The desired response will vary from cloud to cloud, therefore should be
configurable.
* Capacity Reservation
In order to ensure the uptime of VM instance, the operator needs to ensure a
certain amount of host capacity is reserved to cater for a failure event. If
there is not enough host capacity and a host failure event happens, the VM
on the failure host cannot be evacuated to another host.
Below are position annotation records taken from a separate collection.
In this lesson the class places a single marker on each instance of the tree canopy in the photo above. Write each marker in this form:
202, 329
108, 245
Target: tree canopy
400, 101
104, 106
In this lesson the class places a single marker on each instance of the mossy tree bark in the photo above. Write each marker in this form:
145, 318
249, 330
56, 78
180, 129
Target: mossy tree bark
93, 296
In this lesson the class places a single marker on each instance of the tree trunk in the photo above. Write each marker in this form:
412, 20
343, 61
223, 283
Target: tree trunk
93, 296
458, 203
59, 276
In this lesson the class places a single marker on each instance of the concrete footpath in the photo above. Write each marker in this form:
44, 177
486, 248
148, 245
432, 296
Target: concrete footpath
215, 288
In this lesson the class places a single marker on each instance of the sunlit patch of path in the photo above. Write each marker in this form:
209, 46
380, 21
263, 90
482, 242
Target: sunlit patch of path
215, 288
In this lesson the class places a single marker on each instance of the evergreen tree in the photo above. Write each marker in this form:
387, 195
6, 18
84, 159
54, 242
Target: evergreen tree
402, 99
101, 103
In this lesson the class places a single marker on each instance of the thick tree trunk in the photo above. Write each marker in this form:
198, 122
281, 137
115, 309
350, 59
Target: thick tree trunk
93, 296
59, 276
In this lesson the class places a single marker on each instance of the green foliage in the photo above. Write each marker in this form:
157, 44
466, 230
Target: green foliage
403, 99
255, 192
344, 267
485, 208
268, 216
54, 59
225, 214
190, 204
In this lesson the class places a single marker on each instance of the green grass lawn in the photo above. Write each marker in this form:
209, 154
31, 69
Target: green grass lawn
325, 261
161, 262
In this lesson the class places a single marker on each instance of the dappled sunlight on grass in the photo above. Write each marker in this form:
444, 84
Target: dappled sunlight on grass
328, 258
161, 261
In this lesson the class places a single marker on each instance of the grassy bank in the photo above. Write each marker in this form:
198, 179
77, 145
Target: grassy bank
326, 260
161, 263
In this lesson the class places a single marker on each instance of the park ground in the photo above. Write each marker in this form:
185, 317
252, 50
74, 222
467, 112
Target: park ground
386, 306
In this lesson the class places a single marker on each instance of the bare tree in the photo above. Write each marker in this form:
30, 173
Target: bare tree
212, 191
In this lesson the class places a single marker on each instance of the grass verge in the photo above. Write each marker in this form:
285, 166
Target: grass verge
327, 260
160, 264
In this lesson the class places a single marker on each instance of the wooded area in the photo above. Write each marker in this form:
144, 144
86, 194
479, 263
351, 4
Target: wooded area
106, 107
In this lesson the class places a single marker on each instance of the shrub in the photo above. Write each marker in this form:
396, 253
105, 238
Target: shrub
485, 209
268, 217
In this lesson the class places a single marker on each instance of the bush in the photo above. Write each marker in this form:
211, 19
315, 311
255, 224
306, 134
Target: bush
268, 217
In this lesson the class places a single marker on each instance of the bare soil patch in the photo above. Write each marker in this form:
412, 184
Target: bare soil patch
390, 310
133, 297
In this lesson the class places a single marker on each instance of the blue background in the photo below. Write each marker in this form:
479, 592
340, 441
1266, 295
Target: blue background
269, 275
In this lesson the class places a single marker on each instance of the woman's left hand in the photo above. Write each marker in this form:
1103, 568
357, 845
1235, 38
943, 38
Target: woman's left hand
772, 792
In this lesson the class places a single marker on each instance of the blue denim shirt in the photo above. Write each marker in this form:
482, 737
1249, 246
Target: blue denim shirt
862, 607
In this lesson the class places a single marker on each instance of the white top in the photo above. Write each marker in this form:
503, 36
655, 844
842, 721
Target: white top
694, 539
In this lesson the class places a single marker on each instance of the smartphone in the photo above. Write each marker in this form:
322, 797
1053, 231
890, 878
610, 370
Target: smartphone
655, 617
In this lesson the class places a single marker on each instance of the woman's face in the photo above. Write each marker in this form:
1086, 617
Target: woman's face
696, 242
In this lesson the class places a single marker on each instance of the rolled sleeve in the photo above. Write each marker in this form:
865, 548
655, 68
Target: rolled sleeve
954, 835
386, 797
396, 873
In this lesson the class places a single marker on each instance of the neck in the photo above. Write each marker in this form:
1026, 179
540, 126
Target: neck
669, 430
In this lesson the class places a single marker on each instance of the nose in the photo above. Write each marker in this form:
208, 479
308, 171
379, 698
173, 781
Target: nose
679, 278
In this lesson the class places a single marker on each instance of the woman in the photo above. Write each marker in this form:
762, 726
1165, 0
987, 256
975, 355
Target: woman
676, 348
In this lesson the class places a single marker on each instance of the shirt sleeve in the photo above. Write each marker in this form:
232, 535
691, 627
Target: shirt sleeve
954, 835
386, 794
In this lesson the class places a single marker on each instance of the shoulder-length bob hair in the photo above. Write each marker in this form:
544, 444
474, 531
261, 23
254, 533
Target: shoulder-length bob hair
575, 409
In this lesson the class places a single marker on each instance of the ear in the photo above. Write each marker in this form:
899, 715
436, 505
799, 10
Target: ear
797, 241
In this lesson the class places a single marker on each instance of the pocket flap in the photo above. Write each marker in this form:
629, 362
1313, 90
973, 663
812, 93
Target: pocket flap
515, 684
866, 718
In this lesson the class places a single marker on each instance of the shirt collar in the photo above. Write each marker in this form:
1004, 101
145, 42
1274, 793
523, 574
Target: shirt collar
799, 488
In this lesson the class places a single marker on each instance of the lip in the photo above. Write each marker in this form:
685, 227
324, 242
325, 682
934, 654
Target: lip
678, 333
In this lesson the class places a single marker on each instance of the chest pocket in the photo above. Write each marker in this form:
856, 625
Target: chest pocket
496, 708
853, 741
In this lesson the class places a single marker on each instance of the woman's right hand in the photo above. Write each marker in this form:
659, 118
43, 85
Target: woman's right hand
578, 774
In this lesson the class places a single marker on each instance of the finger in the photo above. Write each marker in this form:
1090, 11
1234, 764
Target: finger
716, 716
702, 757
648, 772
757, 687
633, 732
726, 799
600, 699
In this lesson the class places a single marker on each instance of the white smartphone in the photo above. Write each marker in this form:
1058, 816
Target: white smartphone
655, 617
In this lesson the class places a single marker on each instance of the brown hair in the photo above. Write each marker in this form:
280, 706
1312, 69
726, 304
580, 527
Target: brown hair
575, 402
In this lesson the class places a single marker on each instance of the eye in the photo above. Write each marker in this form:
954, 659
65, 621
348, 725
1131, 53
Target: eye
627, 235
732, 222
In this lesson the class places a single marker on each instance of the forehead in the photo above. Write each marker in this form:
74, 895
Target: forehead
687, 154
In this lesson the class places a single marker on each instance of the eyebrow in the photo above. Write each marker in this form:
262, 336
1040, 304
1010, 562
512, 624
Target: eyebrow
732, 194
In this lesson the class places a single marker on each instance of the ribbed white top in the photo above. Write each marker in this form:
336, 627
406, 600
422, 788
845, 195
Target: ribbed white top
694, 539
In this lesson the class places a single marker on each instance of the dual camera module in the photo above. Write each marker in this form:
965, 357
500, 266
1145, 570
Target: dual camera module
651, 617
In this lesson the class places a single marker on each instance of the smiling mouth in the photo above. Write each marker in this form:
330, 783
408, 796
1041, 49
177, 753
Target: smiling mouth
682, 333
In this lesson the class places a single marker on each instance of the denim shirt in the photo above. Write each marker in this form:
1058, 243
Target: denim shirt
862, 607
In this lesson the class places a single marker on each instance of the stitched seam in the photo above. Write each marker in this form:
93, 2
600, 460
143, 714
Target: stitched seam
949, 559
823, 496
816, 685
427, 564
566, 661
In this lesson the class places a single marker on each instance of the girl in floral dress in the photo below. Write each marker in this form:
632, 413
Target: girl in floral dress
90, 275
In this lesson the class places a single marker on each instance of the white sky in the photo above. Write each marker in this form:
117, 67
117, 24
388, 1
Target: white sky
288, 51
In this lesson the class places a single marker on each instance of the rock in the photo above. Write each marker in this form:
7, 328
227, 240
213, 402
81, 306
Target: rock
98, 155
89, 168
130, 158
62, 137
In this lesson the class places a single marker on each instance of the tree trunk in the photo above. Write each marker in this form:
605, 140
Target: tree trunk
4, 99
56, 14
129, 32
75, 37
It is assumed that
there is equivalent host within the fault boundaries. If not, a more
complicated logic (e.g. SR-IOV, DMTC, QoS requirements) will be required in
order to reserve the capacity.
The host capacity of the overall system is typically fragmented into segments
due to the underlying components scalability and each segment has a limited
capacity. To increase resource efficiency, high utilization of host capacity
is preferred. However, as resources are consumed on demand, each segment
tends to reach nearly full capacity if the system doesnt provide a way to
reserve a portion of host capacity. Therefore, a function to reserve host
capacity for failover events is important in order to achieve high
availability of VMs.
* Host Maintenance
A host has to be temporarily and safely removed from the overall system for
maintenances such as hardware upgrade and firmware update. Live migration
should be triggered after putting node into maintenance prior to maintenance.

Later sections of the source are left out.